There’s nothing wrong with fathers taking an active role in the development of their daughters. But it should be about education and giving them the right tools to make the best decisions for themselves. The problem with the abstinence movement is that it completely misunderstands and ignores the fact that young people are going to have sex. Teaching ‘abstinence only’ then prepares a person to feel guilty when they have sex, but doesn’t prepare them to have guilt-free SAFE sex.
And the insistence on sexual purity until the wedding night is an outmoded, outdated, paternalistic assertion of sexual authority. Fathers should not be teaching daughters that virginal purity is the be-all end-all of sexual relations. It encourages a sexual politics that leads to the attitude (in men) that causes death sentences in some Muslim societies or the secret basement family of Josef Fritzl. That is Warner’s point. It creates a mentality in which men are the owners of women’s bodies and any sullying of female chastity makes her unworthy to be wed.
15. June 2008 at :
When Golda Meir held cabinet meetings as Prime Minister of Israel, she made and served dinner! We in America seem more conflicted about our roles. Personally, I do almost all of the food shopping, about half of the cooking, and most of the laundry at my house. Frankly, I don’t feel in the least emasculated. When I was a teacher for a couple of years my department head was Mrs. Kaplan, and the organizational skills which she taught me have been used in my law practice for over 30 years. I didn’t feel belittled that she was the boss.
Frankly, I am puzzled at men who despise women. My family had its share of tough women, but at the same time my grandfather on my mothers side and the one on my father’s side weren’t cowed in the least.
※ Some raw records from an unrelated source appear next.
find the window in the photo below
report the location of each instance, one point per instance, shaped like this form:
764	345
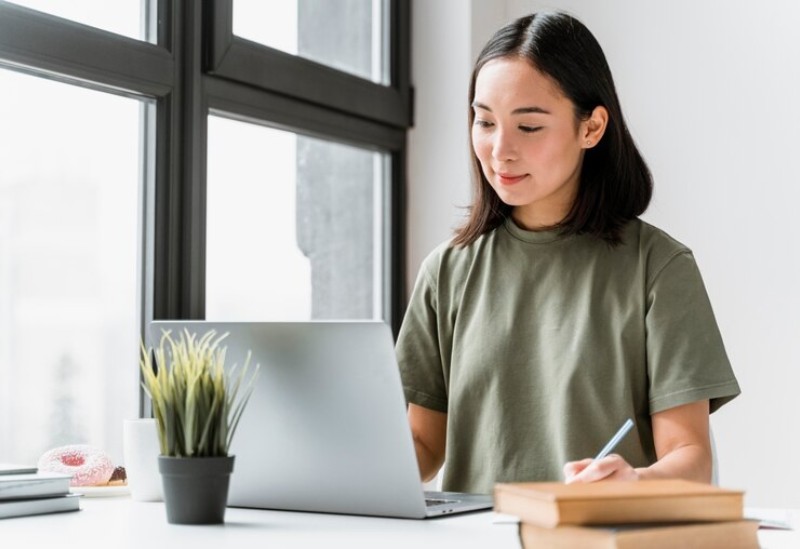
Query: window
348	35
309	214
130	151
69	192
121	16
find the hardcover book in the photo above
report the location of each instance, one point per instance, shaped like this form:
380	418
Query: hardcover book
33	485
739	534
550	504
39	506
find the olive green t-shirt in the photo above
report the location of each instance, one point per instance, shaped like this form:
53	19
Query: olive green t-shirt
538	346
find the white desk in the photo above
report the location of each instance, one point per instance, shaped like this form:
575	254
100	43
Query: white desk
121	523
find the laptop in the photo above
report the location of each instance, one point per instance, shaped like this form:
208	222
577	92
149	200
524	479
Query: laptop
325	429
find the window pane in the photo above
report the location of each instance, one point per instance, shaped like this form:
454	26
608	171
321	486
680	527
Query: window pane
348	35
296	226
69	194
123	17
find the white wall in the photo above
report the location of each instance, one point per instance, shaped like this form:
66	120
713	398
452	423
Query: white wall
710	94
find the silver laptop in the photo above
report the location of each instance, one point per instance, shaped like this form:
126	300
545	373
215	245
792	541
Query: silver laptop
326	427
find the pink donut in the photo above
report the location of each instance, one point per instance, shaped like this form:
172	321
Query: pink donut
88	465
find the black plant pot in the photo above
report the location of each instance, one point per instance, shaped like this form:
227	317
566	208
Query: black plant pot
195	489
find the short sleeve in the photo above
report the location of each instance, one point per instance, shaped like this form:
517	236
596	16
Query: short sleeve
419	353
686	357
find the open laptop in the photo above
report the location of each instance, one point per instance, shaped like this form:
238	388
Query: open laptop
325	429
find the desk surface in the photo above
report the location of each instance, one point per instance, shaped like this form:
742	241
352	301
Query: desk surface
122	523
I think that men who feel that they have to abuse women have severe mental problems that should be attended to.
Most of the men I know that give women a hard time are very insecure individuals. They don’t like women and frankly they don’t really like themselves. Some of them really don’t understand that they are doing something wrong because to do so would compel them to reevaluate their psychic organization. It is true that there has been a sea change in men/women relationships in the past 50 years, but things are what they are and it is impossible to make things as they were in the 1950s even if anyone wanted to.
I don’t think that overwhelming majority of men don’t want to go back to the days when a man couldn’t make his own dinner or do their own laundry. We have gotten used to an equal relationship with women; both intellectually, socially, in the workplace, and physically. It is too late to put the genie back in the bottle. I wish that I could say that sexism would disappear in society and the workplace but it won’t because it is embedded in the very spirits of many older men. Men get older and their influence wanes and a new generation takes over. When that happens old problems often resolve, not because of anyone’s best efforts, but because of an evolution of new ideas.
Women like Ms. Warner are bitter because they thought that they would live to see the promised land of sexual equality in their lifetimes but it hasn’t come to pass. Well, Moses didn’t make it into the promised land, but his people did. Things may not change enough while we are here but perhaps they will be better for our children. I think that is what Obama is aiming at.